Rebecca Bernstein: When it comes to studying exoplanets, the first thing you need is resolution. And to get to those extreme resolutions, you need a very large telescope and you need it paired with a very effective instrument. So as I was saying, the next generation of telescopes, the ELTs, are really going to crack open that access to resolving planets from their parents stars in a way that will be dramatically better than what you can do with JWST.

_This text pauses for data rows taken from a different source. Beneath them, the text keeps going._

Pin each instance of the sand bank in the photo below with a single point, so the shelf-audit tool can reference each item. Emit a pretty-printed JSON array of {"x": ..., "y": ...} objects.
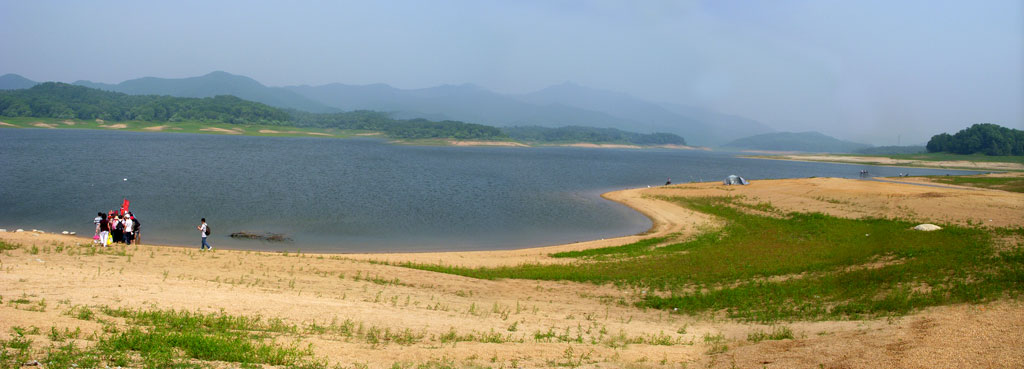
[
  {"x": 956, "y": 164},
  {"x": 485, "y": 144},
  {"x": 64, "y": 272},
  {"x": 222, "y": 130}
]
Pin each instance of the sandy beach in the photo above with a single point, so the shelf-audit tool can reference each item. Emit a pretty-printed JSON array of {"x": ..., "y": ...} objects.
[
  {"x": 953, "y": 164},
  {"x": 51, "y": 275}
]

So JWST is a 6.5-meter telescope in space, but when you are talking about the diffraction limit of a telescope, the limiting resolution that it can get, it gets better with the diameter of the telescope. So the larger telescopes can be built on the ground, the next generation, these ELTs. And GMT in particular has not just that larger diameter, but the ability to pair that larger diameter with the ideal instrument. The instrument I was mentioning, GMagAO-X, will actually be able to get to much higher resolutions than any of the other two ELTs that are even being designed today because it can also go to shorter wavelengths. So resolution is a combination of the diameter of the telescope and the wavelength of the observation. Being able to go to shorter wavelengths gets you to those even better resolutions, proportionate with the wavelength of the light.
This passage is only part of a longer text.